Article by Ellen Johnson and Olivia Grider
Branson Horn, a University of Alabama junior majoring in finance, came to college with a passion for business and economics – and a desire to serve his adopted community.
“I loved studying economics and seeing how businesses worked,” Horn says. “I knew I wanted to be part of the business school, and I was looking for something to get involved in.”
The opportunity Horn was searching for presented itself in the form of Forza Financial, a student-founded and student-run nonprofit organization that provides loans to small-business owners in West Alabama. Horn is now chief executive officer of the micro-lending firm that began in 2009 and achieved nonprofit status in 2014.
“It’s good to go out and see what it’s like for people outside of campus,” Horn says. “I think one of the biggest things I’ve learned from working with Forza is how much I value the people I work with and really enjoy being in a position where I can help people grow and find things they enjoy doing and ultimately further our mission as an organization,” Horn says.
Forza provides a service most banks don’t: small loans to individuals with little capital who are trying to start or grow a business. These business owners sometimes turn to payday lenders, which typically charge triple-digit annual interest along with finance fees. Through Forza, students provide uncollateralized loans, competitive interest rates and consultation using group lending. UA professors lead free seminars on a variety of business topics, and trained students provide free business coaching in specific areas such as accounting, tax filing and incorporation in Alabama.
“Many of our students are finance and business majors and use those specific class lessons in best aiding our clients, especially with our business coaching and with considering taking on new clients,” says Megan Dorn, who graduated with a bachelor’s degree in communication in 2016 and served as chief communications officer for Forza during Fall 2015. “Our communication department is also mostly marketing, PR and advertising students who get to use those class skills in developing our communication strategy.”
Some students also enroll in UH 120 Honors Explorations: Forza Financial, which meets weekly and focuses on lending practices and the microloan process and includes guest-speaker presentations. Students conduct company planning during bi-weekly staff meetings.
Forza’s model is based on the ideas of Muhammad Yunus, the founding father of microfinance. Yunus won the 2006 Nobel Prize for his strategy of empowering impoverished communities by providing small loans. Students say Forza is one of a limited number of groups that are working to bring microfinance to the United States.
Forza students meet with small-business owners and evaluate them as loan candidates. The entrepreneurs present business plans, budgets and financial statements. If the Forza selection committee chooses someone as a client, the application process begins and that person is on his or her way to getting a new business off the ground or improving a current business.
Forza Financial writes loans from $500 up to $5,000. Since 2011, the organization has assisted 15 clients in West Alabama, providing more than $25,000 in loans. Each semester, between 30 and 40 UA undergraduates regularly volunteer with Forza.

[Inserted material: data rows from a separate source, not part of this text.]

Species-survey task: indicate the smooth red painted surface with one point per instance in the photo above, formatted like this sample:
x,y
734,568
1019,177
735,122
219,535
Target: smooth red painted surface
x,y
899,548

Most students spend up to eight hours a week working for Forza, and the executive team spends upwards of 15 hours weekly. More than 75 students have participated in Forza since its launch. In 2015, Forza Financial earned a UA Service and Leadership Award for Most Outstanding Professional Organization. The award is the highest honor the University bestows upon student organizations for leadership and service.
Norma Young, owner of Service with a Smile, LLC, a Tuscaloosa-based cleaning service, has been a Forza client since 2014. She purchased the first computer for her business with a Forza loan.
“It was $1,000 to buy me a computer, and I’ve also been to several seminars,” Young says. “I found out about Forza when I was talking to someone else about helping me build my business and they referred me to Forza for financing.”
Most Forza loan recipients haven’t had any formal business education but aren’t looking for a business-consulting firm because of the high costs.
Young says she appreciates the skills and knowledge Forza students offer. “I don’t have to pay for their services,” Young says. “Since most of [the students] are studying business, they can help me with mine.”
Rick Lewis, a sophomore majoring in English, began volunteering with Forza in Fall 2015 and quickly moved into a leadership position, now serving as chief academics officer. He says Forza has given him a chance to breach the campus bubble.
“It’s easy for us as students to become somewhat disengaged from Tuscaloosa as a town, so this was an interesting way to reconnect myself with the actual Tuscaloosa community,” Lewis says. “It’s refreshing to be off campus for awhile and deal with people in the real world.”
Dr. Louis Marino, a professor of strategic management in the Culverhouse College of Commerce, teaches UH 120 Forza Financial and says students always grow from involvement with the Forza organization.
“Forza Financial gives students an unparalleled experiential learning opportunity,” Marino says. “It gives them valuable contacts, experience in running a business and the opportunity to apply key skills in helping others. Very few students have the opportunity to gain such valuable experience and to have the responsibility and impact that Forza offers.”